I played Kings Quest a loooong time ago but I ate the carrot within the first minute and a half and was completely turned off.

Comments

  • edited November 2004
    My first fix was Maniac Mansion on the C64... then, nothing for a long time... then, Monkey Island on a 386.
    Then everything went by faster and faster and faster... :D

    (Sometimes in the early 90ies I looked at some Sierra games, but found them to be not very intelligent/funny and not very well designed, except maybe Gabriel Knight 1... I guess many people will disagree with that, but something was missing for me in those Sierra releases... but nevertheless, I'm still hooked on adventures!)
  • edited November 2004
    I first started playing Monkey Island when I was three, not that I knew what I was doing.
  • edited November 2004
    It would have been Zork on the school IBM ATs back in 1985 (no mouse, no hard drive). Later I got Zork I, II, III for my commodore Plus/4 and never looked back.

    There were quite a few text adventures for the Plus/4 / C16, but most were pretty bad. I recall those awful, awful Scott Adams adventures like Pirate Adventure and some based onMarvel characters.

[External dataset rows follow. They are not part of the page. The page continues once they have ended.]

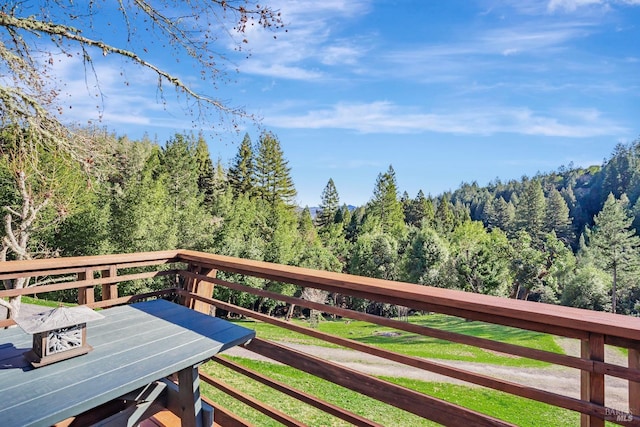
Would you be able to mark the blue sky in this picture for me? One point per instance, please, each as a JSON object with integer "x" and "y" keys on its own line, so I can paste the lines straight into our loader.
{"x": 445, "y": 92}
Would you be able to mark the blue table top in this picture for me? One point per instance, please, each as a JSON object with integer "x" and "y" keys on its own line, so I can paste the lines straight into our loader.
{"x": 133, "y": 345}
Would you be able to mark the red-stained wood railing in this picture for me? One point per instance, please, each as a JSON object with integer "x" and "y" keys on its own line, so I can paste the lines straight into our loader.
{"x": 198, "y": 271}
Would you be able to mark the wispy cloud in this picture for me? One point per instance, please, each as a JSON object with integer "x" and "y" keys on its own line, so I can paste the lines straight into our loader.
{"x": 573, "y": 5}
{"x": 385, "y": 117}
{"x": 309, "y": 43}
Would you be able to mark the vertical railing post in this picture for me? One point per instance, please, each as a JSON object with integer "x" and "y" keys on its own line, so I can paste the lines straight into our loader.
{"x": 634, "y": 387}
{"x": 85, "y": 293}
{"x": 591, "y": 383}
{"x": 110, "y": 290}
{"x": 204, "y": 289}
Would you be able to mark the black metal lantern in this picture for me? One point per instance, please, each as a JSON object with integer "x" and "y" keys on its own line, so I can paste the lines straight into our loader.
{"x": 58, "y": 334}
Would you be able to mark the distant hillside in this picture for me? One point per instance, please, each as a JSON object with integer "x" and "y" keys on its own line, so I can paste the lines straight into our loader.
{"x": 314, "y": 210}
{"x": 583, "y": 189}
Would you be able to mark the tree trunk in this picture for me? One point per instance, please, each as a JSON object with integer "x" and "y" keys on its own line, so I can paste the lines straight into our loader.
{"x": 614, "y": 298}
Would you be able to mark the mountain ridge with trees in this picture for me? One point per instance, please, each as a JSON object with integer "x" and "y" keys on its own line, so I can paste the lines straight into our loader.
{"x": 546, "y": 238}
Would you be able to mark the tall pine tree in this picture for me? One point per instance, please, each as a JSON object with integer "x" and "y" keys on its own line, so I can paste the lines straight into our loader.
{"x": 272, "y": 172}
{"x": 614, "y": 241}
{"x": 241, "y": 173}
{"x": 384, "y": 207}
{"x": 329, "y": 205}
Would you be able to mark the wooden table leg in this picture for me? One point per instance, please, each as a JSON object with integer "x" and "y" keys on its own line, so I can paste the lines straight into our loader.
{"x": 189, "y": 402}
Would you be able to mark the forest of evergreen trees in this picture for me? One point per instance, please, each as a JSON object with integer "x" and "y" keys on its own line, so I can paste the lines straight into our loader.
{"x": 565, "y": 237}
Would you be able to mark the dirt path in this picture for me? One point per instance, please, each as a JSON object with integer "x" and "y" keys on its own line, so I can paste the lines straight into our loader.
{"x": 557, "y": 379}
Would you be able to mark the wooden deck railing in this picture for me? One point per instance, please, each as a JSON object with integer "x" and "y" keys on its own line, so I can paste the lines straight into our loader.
{"x": 197, "y": 273}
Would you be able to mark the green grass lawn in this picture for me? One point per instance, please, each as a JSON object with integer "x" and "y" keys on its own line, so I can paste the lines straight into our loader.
{"x": 421, "y": 346}
{"x": 517, "y": 410}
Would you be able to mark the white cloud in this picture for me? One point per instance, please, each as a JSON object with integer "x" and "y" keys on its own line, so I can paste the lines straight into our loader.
{"x": 385, "y": 117}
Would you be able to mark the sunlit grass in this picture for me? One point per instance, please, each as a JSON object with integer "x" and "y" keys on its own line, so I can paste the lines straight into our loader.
{"x": 422, "y": 346}
{"x": 513, "y": 409}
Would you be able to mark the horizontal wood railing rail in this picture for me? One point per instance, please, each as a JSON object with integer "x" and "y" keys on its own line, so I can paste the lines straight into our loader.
{"x": 593, "y": 329}
{"x": 79, "y": 273}
{"x": 307, "y": 398}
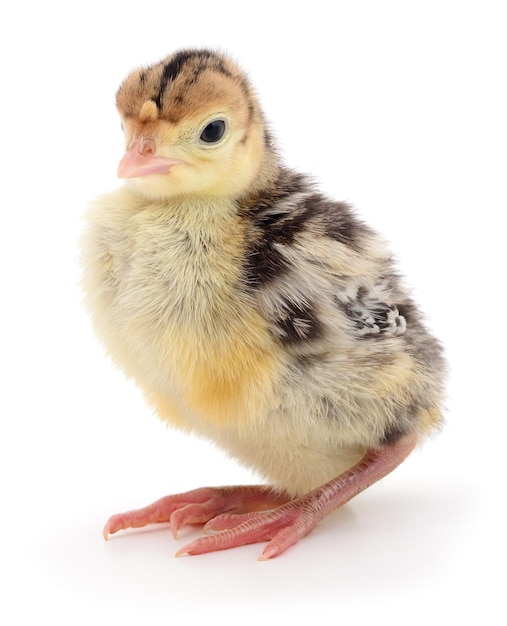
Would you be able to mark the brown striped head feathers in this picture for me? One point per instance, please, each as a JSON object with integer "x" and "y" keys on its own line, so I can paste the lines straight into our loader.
{"x": 193, "y": 127}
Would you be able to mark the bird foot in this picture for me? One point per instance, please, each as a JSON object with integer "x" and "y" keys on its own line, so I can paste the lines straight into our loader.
{"x": 197, "y": 507}
{"x": 236, "y": 516}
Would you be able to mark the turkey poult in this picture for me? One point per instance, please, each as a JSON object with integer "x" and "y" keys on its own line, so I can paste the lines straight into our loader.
{"x": 252, "y": 310}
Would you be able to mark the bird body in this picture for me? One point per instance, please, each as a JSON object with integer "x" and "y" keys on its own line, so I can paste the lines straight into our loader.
{"x": 247, "y": 306}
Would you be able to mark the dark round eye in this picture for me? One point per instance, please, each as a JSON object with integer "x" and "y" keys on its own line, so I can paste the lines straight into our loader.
{"x": 213, "y": 132}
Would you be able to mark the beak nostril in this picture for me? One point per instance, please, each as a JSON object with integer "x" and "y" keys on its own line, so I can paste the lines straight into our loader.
{"x": 147, "y": 147}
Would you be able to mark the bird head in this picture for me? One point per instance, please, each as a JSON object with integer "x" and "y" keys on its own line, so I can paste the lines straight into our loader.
{"x": 193, "y": 126}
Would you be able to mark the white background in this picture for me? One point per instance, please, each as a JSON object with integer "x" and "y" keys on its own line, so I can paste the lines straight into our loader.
{"x": 397, "y": 107}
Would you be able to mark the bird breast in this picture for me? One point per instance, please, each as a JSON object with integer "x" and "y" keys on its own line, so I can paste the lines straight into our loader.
{"x": 167, "y": 303}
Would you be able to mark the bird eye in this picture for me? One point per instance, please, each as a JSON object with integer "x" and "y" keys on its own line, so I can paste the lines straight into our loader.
{"x": 213, "y": 132}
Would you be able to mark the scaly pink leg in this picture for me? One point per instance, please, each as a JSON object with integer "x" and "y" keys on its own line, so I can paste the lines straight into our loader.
{"x": 197, "y": 507}
{"x": 235, "y": 510}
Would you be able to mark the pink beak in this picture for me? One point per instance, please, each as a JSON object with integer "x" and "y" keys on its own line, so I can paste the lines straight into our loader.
{"x": 140, "y": 160}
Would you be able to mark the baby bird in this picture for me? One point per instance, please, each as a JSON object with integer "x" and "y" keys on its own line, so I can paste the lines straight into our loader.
{"x": 252, "y": 310}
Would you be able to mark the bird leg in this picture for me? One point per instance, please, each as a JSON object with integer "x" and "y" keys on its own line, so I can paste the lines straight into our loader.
{"x": 251, "y": 514}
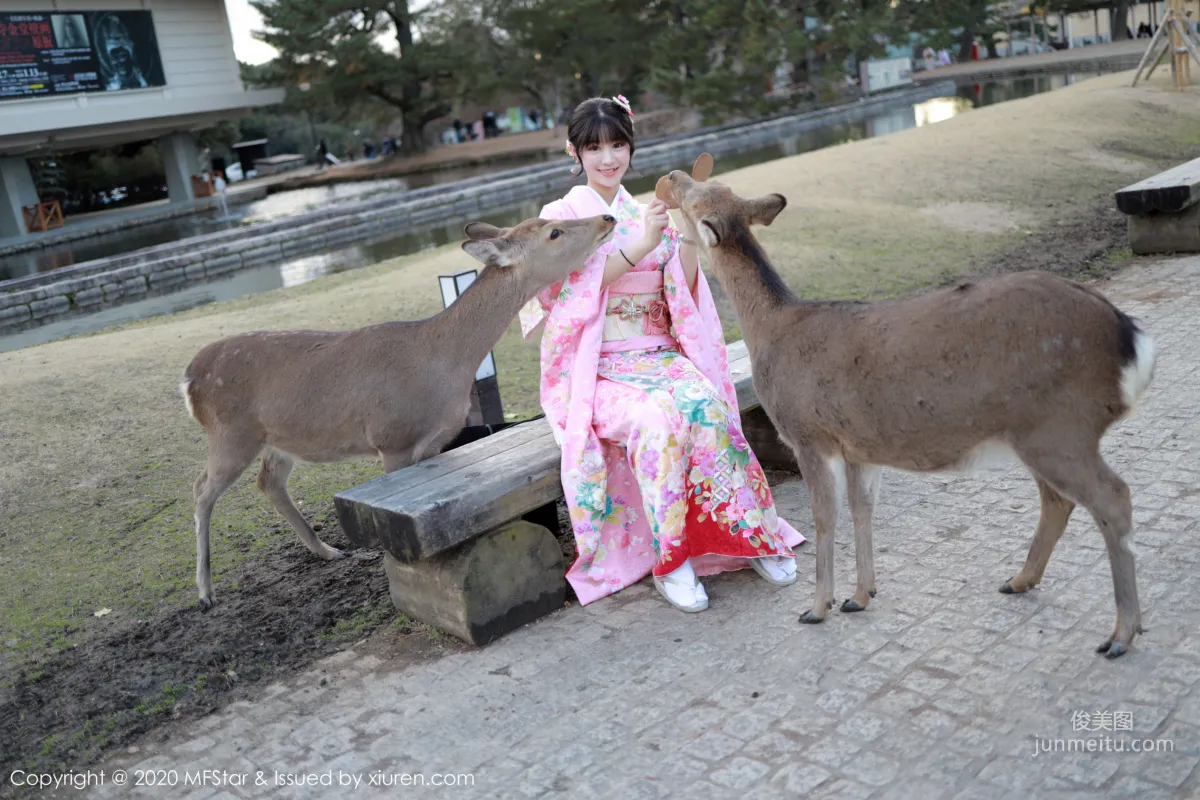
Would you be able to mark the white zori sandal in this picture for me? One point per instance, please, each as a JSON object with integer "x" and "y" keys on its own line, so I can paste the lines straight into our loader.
{"x": 682, "y": 589}
{"x": 775, "y": 570}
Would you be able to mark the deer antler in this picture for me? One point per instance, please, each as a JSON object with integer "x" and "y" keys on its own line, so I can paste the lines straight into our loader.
{"x": 700, "y": 172}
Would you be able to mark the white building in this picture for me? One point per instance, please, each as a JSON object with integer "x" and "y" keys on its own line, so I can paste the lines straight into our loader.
{"x": 77, "y": 74}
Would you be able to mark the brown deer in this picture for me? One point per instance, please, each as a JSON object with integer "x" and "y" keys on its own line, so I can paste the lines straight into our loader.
{"x": 396, "y": 390}
{"x": 1027, "y": 364}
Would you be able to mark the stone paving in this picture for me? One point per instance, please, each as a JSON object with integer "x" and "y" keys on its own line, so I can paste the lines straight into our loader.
{"x": 940, "y": 690}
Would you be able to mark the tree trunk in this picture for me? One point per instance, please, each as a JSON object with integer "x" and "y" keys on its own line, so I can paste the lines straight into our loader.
{"x": 412, "y": 142}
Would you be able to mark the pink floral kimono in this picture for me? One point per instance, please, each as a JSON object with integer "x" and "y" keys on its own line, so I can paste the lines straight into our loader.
{"x": 636, "y": 388}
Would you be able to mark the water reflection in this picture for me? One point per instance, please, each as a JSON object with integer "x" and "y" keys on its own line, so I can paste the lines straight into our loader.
{"x": 301, "y": 270}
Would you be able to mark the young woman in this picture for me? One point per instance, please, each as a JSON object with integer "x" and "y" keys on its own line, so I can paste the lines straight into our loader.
{"x": 635, "y": 384}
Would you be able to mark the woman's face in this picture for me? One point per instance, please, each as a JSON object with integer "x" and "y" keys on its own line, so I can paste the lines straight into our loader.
{"x": 605, "y": 163}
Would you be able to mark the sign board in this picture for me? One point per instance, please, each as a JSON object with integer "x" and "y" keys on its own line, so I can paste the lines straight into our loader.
{"x": 877, "y": 74}
{"x": 45, "y": 54}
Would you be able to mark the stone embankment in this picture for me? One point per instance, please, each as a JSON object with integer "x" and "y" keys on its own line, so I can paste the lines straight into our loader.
{"x": 35, "y": 299}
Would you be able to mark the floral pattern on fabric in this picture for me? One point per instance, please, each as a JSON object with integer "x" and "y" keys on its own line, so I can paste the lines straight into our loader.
{"x": 615, "y": 541}
{"x": 702, "y": 489}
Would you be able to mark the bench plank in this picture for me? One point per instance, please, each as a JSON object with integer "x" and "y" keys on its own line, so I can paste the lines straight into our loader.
{"x": 430, "y": 507}
{"x": 1170, "y": 191}
{"x": 456, "y": 459}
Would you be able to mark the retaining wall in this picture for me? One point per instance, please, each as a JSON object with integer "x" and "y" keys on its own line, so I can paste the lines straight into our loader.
{"x": 93, "y": 284}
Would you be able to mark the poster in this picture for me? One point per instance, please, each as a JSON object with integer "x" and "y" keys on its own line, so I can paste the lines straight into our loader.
{"x": 66, "y": 53}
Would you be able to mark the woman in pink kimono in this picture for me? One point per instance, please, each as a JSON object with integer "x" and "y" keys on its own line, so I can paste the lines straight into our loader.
{"x": 636, "y": 388}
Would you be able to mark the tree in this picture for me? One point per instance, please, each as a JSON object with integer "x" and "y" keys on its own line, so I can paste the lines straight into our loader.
{"x": 955, "y": 22}
{"x": 823, "y": 35}
{"x": 579, "y": 48}
{"x": 379, "y": 50}
{"x": 721, "y": 55}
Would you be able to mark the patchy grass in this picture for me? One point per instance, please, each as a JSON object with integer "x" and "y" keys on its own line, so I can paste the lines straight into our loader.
{"x": 100, "y": 455}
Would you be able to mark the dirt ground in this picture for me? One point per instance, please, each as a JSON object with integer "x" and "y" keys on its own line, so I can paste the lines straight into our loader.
{"x": 100, "y": 635}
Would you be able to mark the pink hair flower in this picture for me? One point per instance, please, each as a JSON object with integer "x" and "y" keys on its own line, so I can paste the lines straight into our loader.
{"x": 624, "y": 103}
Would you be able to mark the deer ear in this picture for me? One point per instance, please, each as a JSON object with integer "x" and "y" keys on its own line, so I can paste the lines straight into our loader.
{"x": 763, "y": 210}
{"x": 480, "y": 230}
{"x": 709, "y": 230}
{"x": 487, "y": 252}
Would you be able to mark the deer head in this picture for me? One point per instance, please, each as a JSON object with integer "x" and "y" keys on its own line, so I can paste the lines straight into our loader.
{"x": 711, "y": 210}
{"x": 540, "y": 252}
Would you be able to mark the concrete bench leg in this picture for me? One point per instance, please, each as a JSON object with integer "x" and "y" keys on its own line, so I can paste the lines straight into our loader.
{"x": 765, "y": 441}
{"x": 484, "y": 588}
{"x": 1165, "y": 233}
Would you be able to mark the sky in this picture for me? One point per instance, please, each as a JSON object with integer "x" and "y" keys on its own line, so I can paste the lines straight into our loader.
{"x": 243, "y": 19}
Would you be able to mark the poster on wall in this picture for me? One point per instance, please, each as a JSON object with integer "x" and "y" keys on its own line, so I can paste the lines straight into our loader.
{"x": 67, "y": 53}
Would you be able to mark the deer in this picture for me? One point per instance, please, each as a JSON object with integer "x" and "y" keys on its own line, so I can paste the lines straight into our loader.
{"x": 399, "y": 390}
{"x": 1027, "y": 365}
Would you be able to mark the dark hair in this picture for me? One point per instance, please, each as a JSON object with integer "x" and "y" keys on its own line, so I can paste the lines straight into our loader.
{"x": 598, "y": 120}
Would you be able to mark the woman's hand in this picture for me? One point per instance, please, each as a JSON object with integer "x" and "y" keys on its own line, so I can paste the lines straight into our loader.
{"x": 654, "y": 220}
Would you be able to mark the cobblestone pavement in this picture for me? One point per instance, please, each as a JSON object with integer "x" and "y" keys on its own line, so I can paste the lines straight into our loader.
{"x": 940, "y": 690}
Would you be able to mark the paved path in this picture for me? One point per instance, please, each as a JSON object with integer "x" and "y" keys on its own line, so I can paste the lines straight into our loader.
{"x": 937, "y": 691}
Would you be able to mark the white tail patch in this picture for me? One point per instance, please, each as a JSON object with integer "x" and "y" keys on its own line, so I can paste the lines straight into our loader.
{"x": 187, "y": 398}
{"x": 1135, "y": 376}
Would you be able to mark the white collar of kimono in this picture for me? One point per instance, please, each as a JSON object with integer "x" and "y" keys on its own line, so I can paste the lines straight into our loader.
{"x": 616, "y": 200}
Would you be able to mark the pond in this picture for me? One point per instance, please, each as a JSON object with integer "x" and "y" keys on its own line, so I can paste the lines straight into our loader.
{"x": 301, "y": 270}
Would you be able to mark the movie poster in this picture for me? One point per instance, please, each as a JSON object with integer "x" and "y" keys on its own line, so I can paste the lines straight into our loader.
{"x": 67, "y": 53}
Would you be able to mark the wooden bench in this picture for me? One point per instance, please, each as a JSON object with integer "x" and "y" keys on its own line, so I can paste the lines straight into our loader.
{"x": 1164, "y": 211}
{"x": 466, "y": 537}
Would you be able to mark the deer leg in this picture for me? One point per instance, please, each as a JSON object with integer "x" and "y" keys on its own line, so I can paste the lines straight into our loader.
{"x": 1055, "y": 512}
{"x": 1089, "y": 481}
{"x": 273, "y": 481}
{"x": 863, "y": 492}
{"x": 228, "y": 458}
{"x": 823, "y": 479}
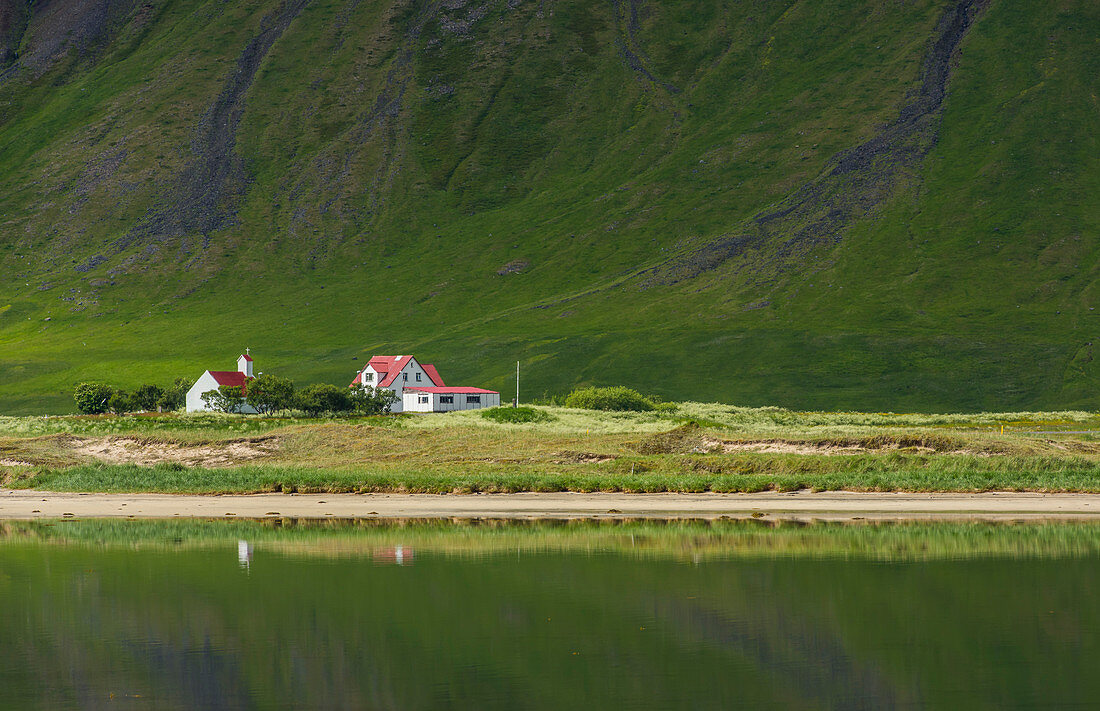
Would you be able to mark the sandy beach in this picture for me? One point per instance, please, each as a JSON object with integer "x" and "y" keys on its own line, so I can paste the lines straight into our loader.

    When my friend got Indy Jones & the Last Crusade we never looked back and got every LucasArts game we could get our hands on.
  • edited November 2004
    I played Adventure (yes, as in "you are in a maze of twisty passages all alike"--a phrase which still gives me nightmares) on my family's old Apple IIvx when I was six or seven, I think. Even though I didn't get into actively looking for other adventure games until I first played Myst, when I was 12, Adventure definitely had me hooked. I'm a sucker for retro games.
  • edited November 2004
    sam and max of course as a young 13 year old back in 1993 :D
  • edited November 2004
    I remember, my dad had bought a Lucas arts games package. He only did it for the Star Wars games, but there was Day of the Tenticle and Sam and Max hit the road in there. He tried Sam and Max, couldn't get out of the first room and gave up. With my natural talent for beating my dad I gave it a go and first try I was hooked.
  • edited November 2004
    I pretty much ignored the adventure game genre for years (I know, I know...). I was pretty much a console and arcade guy. I actually remember looking at just about every classic PC game from the original Lucas Arts and Sierra games (I almost bought Space Quest and Monkey I, but didn't) all the way up until The Last Express and Full Throttle (I still feel bad about the former since its such a great game that flopped so badly). The first game I actually gave in and bought (besides Myst, but that was a gift) was a game called Torin's Passage by Leisure Suit Larry creator Al Lowe. It's a pseudo-comedy adventure that is about a guy looking for his kidnapped parents while he continues to travel deeper and deeper into the multi-layered planet. It's not a great game but it was good enough for me to buy the next adventure game I saw (Curse of MI) which was so good that I've bought just about every even slightly playable Adventure game from Zork onward. The only thing that really bugs me though is that except for Grim Fandango and The Longest Journey (two incredible games) I was never really able to get a really great adventure game right on its release. Hopefully Telltale can help me with that.
  • edited November 2004
    Ahh this brings me back a few years.
    The first adventure (or indeed the first computer game) that I played was an onscure non-comercial title "Treasure" on an obsucure soviet machine called RK-86. But the game that got me really into the andventure genre, was Dizzy on ZX Spectrum. Ahh I still have memories of the hard-boiled hero saving the yokefolk.. After that, adventures and I had a strange relationhsip that a less sceptic individual might find fatalistic. It was only after aquiring an SVGA video card that I discovered the pure text adventures (infocoms stuff)
    I learned to appreciate the greatness of Sierra a week before black monday, fell in love with the original Sam and Max a mounth before LA performed a lobothomy, and swore to build a shrine to Cocktail Vision right before they we devoured by Sierra and VU.
  • edited November 2004
    I think it was Gobliiins.

    But my first CD (at all!!!) was DOTT :D
  • edited November 2004
    omg, Gobliiins, i forgot totally about that game till i read the last post, it was such a cool game..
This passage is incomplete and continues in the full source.